WHAT _IS_ ALL THIS CRAP ABOUT THOREAU?!
i have two independent projects that I have developed in the past four years. they are both based equally on really compelling text and a theory i have about how you can morph sign language distally to make it resonate with dance values, while still utilizing the emerging shapes as narrative language. i kind of swoop in and out of the method of physical actions while executing the work – and it’s really all just a platform for me to examine my own particular facility in movement.
this all started when a mass of ideas, experiences, and people -and death- collided in my life. i was introduced to Thoreau’s first book, A Week on the Concord and Merrimack Rivers, by way of an epigraph to James Wright’s book of poetry, Saint Judas:
“I stop my habitual thinking, as if the plough had suddenly run deeper in its furrow through the crust of the world. How can I go on, who have just stepped over such a bottomless skylight in the bog of my life. Suddenly old Time winked at me,—Ah, you know me, you rogue,—And news had come that IT was well. That ancient universe is in such capital health, I think undoubtedly it will never die. Heal yourselves, doctors; by God, I live.” (end of the “Monday” chapter; p. 109 in the Dover edition)
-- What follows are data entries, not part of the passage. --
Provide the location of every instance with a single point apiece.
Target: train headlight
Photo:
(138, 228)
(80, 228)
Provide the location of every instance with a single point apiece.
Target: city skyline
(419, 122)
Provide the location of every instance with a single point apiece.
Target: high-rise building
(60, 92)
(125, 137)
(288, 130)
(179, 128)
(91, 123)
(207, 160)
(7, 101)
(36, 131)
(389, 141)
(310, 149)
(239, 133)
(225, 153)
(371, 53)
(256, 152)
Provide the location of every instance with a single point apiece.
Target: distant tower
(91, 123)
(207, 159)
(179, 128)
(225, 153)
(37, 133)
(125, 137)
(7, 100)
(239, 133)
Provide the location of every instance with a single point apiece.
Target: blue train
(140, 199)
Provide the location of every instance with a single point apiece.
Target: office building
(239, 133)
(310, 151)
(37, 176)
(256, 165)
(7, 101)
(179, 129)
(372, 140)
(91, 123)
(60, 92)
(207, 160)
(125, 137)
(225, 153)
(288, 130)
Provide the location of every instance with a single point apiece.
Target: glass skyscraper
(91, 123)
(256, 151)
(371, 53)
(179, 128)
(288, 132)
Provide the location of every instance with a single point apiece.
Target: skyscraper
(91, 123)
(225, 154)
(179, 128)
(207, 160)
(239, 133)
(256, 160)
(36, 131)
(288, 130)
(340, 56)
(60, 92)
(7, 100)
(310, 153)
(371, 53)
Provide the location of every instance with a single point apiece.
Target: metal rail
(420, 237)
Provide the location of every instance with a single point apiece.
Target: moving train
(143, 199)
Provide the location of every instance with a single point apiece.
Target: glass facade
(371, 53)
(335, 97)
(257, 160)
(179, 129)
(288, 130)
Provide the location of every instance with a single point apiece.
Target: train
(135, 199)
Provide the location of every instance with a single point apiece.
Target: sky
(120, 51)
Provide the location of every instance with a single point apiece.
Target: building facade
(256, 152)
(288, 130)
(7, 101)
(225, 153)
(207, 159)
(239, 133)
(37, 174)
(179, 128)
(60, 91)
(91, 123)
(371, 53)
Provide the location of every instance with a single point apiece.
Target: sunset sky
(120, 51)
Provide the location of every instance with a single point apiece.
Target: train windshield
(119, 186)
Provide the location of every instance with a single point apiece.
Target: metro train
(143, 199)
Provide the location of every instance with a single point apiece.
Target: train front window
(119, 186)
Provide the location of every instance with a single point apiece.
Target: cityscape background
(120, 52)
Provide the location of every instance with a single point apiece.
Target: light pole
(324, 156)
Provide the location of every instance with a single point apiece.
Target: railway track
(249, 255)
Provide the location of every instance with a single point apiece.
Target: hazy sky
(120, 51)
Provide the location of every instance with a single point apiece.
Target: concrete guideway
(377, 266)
say WHAT?! that is some pretty ecstatic sanctified signifyin’ on up in there! i had never read ANY Thoreau and had chalked him up as the stodgy father of conservationism and patron saint of hippies and granolas everywhere prior to this—and, oh yeah, didn’t he inspired Gandhi or something?
well, i got into the book— and, long story short (if you really want to know all the gory details ask me and i’ll email it to you), i realized that Thoreau is the greatest observer in the history of American letters, and that his observations resonate with a clarity and peculiar energy of someone COMPLETELY interested in what they are engaged with. i sense this energy in all theatrical modes (but perhaps never more similar in character than in the way Anne Bogart sits on a stool in a rehearsal room). i was convinced that the book was a block of wood with a play inside of it. so i started whittling away.
it so happens that this coincided with a point in my life where i needed to start moving away from seeing myself bound inextricably to the organizations and people i was working with, as well as the teachers i was continuing to study with. ten years of therapy taught me that there is something of the entrepreneur naturally burning inside of me. so i’ve been throwing myself at developing this work as something that stands on its own and also represents all that i’ve hoped to become as an artist. the other project, MONODY, is a companion to the Thoreau adaptation (which is entitled, OF RIVERS, OF DAYS).
i workshopped MONODY last spring and it really represents a doorway into the way of working that i am seeking to establish. the Thoreau project is a little more prickly, and i needed to develop MONODY as a stepping stool to Thoreau. the Thoreau project is weighty from a logistical stand-point. it has a lot more explicit sign language (and addresses itself directly to the history of American Sign Language). also, it’s a massive amount of spoken text – and i have not been completely satisfied with the way that i’ve been working and living (vis a vis all my regional work), with regard to the long-term affect on how i use my body and voice. so this time here in Harveyville, and the ability to address all that, has been immeasurably beneficial in the grand scheme of where i’m trying to go.
the last time we worked on bobrauschenbergamerca Anne Bogart said i’ve learned to put my heart into my work more and more. i hope and i think that she is right. it had been just torturous not to be able to give my projects the kind of time and focus they require – not to be able to put my heart into it. this time in my life has also been maddeningly disorienting, because i have accomplished quite a bit as an actor, but i am envious of my friends and colleagues (in SITI, the South Wing, the Shalimar, T.E.A.M.) who are committed to one another and who are working together towards common goals. my friend, the Great Actress Kathleen Chalfant said to me “Don’t do it alone”, when i told about the stuff i’m developing. i took that to heart, but i own that i often fall short of the mark. i do not always communicate well with others…a pretty strange characteristic for an actor to have… but my determination to communicate well (especially with digital equipment) is yet another thing that i’ve been able to address here in Harveyville.
so, all in all, i’m seeing my identity as an independent artist begin to catch up with my experiences as a “theater artist at large”. there are some very vital matters to reconcile pertaining to my own psychological make-up, as well with the artist’s role in the society we live in now – which is muuuuuch different than when i got out of school, or even when i conceived this particular work four years ago. it’s an excellent time, if you thrive on moving toward the dangers – but then when is it not? to quote David Chase’s inexhaustible and estimable font of folk wisdom:
Tony Soprano: Sil, break it down for ‘em. What two businesses have traditionally been recession-proof since time immemorial?
Silvio Dante: Certain aspects of show business and Our Thing.